Aber das war gar nicht so einfach. Es dauerte immer sehr lange bis der Pulli trocken war und sie hatte nur zwei. Sie konnte doch nicht tagelang immer den gleichen Pulli tragen. Zudem war manchmal kein Wasser da. Ein paar Mal hatte Anna nachgefragt, warum es kein Wasser gibt, aber das hatte sie schnell wieder seinlassen. Es war nicht so gut, Mama Fragen zu stellen. Sie wollte nicht gestört werden, wenn sie ihre Serien sah. Papa zu fragen, kam Anna erst gar nicht in den Sinn.

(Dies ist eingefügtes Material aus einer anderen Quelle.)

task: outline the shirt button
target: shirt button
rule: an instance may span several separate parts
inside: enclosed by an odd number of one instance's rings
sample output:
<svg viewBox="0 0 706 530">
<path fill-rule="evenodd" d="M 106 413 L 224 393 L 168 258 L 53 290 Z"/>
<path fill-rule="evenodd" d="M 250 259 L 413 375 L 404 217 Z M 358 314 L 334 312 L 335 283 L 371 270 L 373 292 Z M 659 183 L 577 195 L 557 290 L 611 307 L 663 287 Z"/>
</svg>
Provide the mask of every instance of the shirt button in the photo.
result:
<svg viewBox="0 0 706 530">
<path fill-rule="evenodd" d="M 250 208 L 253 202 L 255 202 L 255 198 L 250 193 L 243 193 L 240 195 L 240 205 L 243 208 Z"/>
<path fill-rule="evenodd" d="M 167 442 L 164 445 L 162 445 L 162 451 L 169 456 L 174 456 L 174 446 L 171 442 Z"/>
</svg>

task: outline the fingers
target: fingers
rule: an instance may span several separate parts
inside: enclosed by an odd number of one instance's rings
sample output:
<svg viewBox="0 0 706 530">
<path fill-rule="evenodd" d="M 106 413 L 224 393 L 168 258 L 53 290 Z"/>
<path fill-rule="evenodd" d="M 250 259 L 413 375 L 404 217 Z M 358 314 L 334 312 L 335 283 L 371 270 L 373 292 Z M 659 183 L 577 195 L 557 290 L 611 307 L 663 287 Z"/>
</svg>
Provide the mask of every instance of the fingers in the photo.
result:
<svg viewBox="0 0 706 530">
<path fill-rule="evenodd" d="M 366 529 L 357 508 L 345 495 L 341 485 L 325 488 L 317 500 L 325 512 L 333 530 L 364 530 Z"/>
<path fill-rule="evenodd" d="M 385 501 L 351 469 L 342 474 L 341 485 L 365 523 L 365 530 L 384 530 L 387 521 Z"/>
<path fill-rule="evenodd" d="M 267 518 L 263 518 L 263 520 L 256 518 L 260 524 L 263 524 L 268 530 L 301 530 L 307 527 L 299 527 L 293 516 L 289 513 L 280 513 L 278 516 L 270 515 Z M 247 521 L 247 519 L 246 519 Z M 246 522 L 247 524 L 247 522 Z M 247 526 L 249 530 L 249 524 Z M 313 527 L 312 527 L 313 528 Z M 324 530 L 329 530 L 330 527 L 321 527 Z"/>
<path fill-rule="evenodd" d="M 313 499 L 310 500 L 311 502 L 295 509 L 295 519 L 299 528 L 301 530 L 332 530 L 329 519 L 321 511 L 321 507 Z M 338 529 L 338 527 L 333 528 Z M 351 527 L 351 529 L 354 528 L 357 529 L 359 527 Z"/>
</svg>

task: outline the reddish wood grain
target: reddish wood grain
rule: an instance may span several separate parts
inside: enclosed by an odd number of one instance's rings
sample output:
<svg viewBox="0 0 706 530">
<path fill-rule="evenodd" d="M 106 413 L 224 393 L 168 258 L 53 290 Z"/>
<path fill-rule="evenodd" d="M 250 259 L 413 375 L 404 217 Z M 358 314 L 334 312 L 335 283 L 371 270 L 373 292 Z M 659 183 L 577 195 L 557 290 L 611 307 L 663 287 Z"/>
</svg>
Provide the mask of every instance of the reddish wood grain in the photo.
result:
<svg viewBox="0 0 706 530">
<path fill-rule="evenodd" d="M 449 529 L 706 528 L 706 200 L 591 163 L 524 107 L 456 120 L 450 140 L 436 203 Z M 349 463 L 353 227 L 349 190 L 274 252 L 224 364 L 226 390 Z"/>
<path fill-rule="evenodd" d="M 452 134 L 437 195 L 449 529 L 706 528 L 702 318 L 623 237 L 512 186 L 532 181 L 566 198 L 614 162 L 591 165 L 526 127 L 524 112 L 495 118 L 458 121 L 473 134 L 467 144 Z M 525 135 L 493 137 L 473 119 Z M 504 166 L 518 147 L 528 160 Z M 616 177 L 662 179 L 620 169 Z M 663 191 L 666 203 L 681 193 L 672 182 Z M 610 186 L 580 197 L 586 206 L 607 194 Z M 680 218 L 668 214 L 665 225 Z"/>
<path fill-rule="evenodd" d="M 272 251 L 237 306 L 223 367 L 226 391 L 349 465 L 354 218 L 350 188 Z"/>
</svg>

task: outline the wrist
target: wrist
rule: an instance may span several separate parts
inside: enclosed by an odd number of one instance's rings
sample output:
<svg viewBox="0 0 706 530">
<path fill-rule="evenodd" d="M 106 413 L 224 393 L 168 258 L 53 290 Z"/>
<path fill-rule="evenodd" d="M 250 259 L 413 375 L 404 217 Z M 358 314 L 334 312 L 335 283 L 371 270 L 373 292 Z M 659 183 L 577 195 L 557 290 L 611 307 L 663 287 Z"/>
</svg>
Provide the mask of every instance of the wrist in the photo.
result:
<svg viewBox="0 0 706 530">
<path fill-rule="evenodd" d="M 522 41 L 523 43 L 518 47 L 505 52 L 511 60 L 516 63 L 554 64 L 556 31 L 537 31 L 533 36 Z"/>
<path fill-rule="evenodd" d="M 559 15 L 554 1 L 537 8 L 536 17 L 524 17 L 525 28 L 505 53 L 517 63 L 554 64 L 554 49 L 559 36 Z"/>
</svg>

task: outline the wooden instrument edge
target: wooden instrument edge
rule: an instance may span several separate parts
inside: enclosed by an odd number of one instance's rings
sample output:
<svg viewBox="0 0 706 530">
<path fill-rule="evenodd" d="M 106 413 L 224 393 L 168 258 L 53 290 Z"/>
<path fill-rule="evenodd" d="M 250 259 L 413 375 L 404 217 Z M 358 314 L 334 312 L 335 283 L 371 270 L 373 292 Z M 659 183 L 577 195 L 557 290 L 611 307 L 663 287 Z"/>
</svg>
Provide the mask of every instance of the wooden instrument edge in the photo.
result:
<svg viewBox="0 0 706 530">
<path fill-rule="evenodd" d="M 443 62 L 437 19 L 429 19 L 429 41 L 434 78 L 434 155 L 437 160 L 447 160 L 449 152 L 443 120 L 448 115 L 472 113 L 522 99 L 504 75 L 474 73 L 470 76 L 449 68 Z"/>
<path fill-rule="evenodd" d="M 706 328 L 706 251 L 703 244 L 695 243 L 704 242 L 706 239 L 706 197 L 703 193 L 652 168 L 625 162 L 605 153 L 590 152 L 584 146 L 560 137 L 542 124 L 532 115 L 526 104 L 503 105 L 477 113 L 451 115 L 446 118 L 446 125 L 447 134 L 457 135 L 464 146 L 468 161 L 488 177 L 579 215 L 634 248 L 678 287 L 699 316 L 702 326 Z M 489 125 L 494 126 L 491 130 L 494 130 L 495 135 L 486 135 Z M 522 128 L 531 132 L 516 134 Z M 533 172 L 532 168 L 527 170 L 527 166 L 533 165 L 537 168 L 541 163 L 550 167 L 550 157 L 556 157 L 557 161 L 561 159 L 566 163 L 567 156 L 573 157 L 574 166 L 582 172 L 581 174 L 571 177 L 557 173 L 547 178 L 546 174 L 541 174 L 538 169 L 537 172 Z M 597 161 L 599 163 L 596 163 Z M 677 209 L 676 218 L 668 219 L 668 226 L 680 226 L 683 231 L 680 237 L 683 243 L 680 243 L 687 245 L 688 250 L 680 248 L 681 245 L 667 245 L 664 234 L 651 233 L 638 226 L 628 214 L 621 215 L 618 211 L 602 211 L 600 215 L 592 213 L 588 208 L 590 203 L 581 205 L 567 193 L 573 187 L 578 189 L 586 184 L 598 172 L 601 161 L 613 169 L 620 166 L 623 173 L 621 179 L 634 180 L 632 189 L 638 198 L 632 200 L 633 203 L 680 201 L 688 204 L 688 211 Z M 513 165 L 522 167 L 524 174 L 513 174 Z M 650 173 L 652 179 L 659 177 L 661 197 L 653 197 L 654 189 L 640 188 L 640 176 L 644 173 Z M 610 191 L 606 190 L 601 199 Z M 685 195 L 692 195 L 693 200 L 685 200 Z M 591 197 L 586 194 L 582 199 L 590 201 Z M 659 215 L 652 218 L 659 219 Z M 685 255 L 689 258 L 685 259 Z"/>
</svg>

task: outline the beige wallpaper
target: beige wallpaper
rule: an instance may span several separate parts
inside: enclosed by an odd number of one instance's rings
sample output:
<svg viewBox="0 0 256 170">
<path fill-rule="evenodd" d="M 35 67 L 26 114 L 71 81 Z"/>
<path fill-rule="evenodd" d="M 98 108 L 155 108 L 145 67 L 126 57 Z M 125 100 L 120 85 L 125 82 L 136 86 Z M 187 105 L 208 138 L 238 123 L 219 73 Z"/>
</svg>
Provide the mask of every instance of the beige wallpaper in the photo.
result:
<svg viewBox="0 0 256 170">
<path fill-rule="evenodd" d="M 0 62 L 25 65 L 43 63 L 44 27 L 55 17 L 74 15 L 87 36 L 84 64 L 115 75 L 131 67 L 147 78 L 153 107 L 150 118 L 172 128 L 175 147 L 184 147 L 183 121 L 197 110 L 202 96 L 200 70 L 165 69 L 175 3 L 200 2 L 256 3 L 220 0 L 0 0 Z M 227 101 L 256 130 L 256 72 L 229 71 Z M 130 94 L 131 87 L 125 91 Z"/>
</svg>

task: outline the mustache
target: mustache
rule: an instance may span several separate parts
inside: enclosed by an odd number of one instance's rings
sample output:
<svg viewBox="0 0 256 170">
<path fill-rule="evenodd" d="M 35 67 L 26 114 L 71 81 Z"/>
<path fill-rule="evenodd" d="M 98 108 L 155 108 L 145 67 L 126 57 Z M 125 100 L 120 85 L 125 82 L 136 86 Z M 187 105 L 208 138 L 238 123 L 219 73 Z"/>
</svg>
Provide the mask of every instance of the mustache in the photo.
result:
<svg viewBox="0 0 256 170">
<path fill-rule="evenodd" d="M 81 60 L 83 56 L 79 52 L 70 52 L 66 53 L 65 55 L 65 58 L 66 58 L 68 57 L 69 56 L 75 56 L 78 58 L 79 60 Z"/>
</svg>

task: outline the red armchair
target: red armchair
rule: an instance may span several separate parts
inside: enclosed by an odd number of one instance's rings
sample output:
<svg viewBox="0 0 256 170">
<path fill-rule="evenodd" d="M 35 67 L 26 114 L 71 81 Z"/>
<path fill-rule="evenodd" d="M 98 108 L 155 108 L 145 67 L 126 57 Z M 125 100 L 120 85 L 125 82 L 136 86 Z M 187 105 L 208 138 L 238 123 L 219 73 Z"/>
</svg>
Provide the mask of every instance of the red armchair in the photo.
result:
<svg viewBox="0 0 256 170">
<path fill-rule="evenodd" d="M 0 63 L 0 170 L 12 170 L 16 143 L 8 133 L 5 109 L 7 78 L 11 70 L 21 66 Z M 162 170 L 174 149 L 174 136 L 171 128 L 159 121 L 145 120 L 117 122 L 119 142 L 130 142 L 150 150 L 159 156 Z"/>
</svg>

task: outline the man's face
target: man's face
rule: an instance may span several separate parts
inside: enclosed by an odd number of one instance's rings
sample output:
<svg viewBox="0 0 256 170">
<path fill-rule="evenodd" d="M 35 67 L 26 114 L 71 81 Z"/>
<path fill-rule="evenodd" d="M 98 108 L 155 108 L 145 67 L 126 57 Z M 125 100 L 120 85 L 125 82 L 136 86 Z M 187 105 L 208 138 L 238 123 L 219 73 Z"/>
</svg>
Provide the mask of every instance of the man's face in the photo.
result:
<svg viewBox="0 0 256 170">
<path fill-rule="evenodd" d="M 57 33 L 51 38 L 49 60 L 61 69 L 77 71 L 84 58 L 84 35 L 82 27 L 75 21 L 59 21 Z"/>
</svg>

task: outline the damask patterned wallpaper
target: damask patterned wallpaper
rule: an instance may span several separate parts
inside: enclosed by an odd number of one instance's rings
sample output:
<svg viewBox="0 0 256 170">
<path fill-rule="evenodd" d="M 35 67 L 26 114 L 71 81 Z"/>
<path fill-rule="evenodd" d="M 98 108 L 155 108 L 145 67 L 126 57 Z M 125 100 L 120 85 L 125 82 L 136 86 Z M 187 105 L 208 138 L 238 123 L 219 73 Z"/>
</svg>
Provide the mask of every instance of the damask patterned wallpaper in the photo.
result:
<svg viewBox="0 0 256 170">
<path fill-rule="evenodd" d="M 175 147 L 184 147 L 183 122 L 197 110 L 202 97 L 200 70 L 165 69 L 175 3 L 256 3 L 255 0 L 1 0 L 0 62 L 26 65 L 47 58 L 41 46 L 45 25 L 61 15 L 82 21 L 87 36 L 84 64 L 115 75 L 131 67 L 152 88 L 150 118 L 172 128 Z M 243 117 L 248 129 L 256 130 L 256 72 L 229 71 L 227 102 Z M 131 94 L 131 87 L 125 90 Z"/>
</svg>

Wie jeden Tag schaute Anna in ihren kleinen Spiegel und versuchte fest zu stellen, ob sie gewachsen war. Sie hatte sich angewöhnt, mit einem Bleistift Striche an den Türrahmen zu malen, da wo ihr Kopf aufhörte, aber sie hatte den Verdacht, dass es nicht so gut funktionierte wenn man das selber machte, wenn doch, war sie hin und wieder ein bisschen kleiner, als am Tag zuvor. Sie aß jeden Tag so wenig wie möglich, damit sie nicht noch schwerer wurde. Manchmal war gar nichts im Haus was man essen konnte. Dann knurrte ihr Magen so laut, dass sie Angst hatte, Mama damit beim Fernsehen zu stören. Daher fiel es ihr nicht schwer wenig zu essen. Manchmal erlaubte Mama ihr, einkaufen zu gehen. Dann gab sie Anna Geld und diese spazierte zu dem kleinen Kaufladen. Anna wusste, dass Kinder eigentlich keine Flaschen für ihre Eltern kaufen durften, aber die nette Frau Babel kannte sie und wusste, dass sie Ärger bekam, wenn sie ohne nach Hause käme, also bekam Anna immer die Flaschen für Mama. Von dem Restgeld durfte sich Anna dann etwas zu Essen kaufen. Sie schlenderte durch die Gänge und bewunderte all die lecker aussehenden Sachen, an die meisten kam sie noch gar nicht heran, weil sie so hoch in den Regalen standen und Anna konnte eh nicht einfach kaufen, was sie wollte, immerhin musste sie selber kochen und das konnte sie noch nicht so gut. Aber Nudeln und Pizza gelangen ihr schon ganz prima.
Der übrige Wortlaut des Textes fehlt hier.